His face sinks a little more every time I see him. Still, he welcomes me with open arms and we sit at the trestle table and talk about normal things.
‘How is your mother?’ he asks, having only seen her yesterday.
‘She’s good, she’s happy,’ I always say. He likes to hear it from me too.
‘Are you still in the supermarket?’ he says.
‘No, I’m at the other place now making phone calls. Remember?’
‘Ah yes, I was just testing you.’ He takes his glasses off and rubs his forehead. He looks tired from a long life of raising children. I grew up in this house. My mother and her father grew up in this house. Papou has lived in this house for 60 years.
Something softened in him with age. Mum says it was me that did it, she said she’d never seen him cry until one day he followed through on his threats to give me a smack. I’d climbed on the couch and I fell and hit him in the face. He instinctively smacked me. Mum came home that night and I watched him talk to her from behind the bedroom door. He told her he smacked me but he didn’t mean to. He cried and pulled her into a stiff hug. I ran to bed before she knew that I was eavesdropping. She came in and tucked me in and we never mentioned it. I have never seen so much as a tear from him since.
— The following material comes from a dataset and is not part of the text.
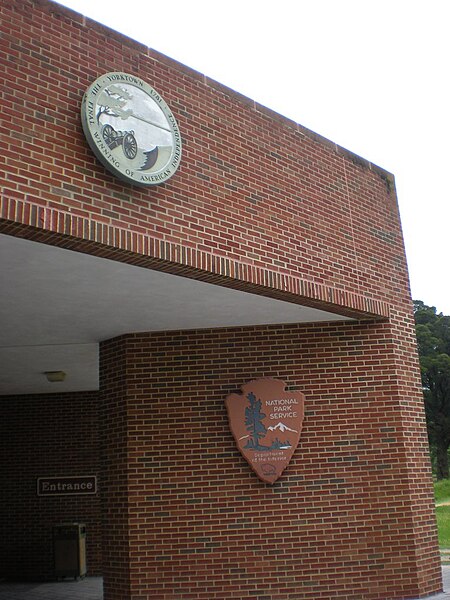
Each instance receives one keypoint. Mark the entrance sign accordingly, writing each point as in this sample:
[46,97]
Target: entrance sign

Papou turns the news on, mostly for background noise. The TV begins to blare a segment about cyber bullying.
‘You know, when you were a little girl you’d come home from school, do your maths every day and play outside. You’d do the dancing on the grass. Kids now they don’t know how grass feels,’ he says, cards in one hand, waving the other for emphasis. He collects the last of the cards on the table with a jack.
He wasn’t always as soft around the face and he wasn’t always this content. There was a time when Papou could hold a grudge. He would never hurt a soul, but he could scare the hell out of any one of us when he was angry. When my mum was young, he was a perpetually angry man. Whenever his football team lost a match he would come home in a rage.
Yiayia started setting up a bed in the attic. She’d watch the football to see who’d won and if his team lost, she’d climb the ladder through the pantry and stay there until one of them fell asleep. Mum said she’d slept there once; the night she’d told him she was to become a single parent, after being raised by one herself.
I shuffle the deck and deal four cards each and four cards face up on the table. Papou takes the cards and begins the game.
‘It’s because the parents. They don’t have time. See we – I — always had time for you. You went in the sun. And your mother, too.’ He inhales his tea, and, with a shaky hand, lays his cards on the table.
‘Papou,’ I say. He looks up from his cards to meet my gaze. I put my cards on the table. ‘Papou, you are going to be a great-great-grandfather.’ The words spill out of my mouth before I can stop them.
‘I know,’ he says with an ear-to-ear smile. He places his cards on the table and pushes them towards my pile. ‘You win,’ he says.
He puts his hands over mine. A single tear trails from his chin.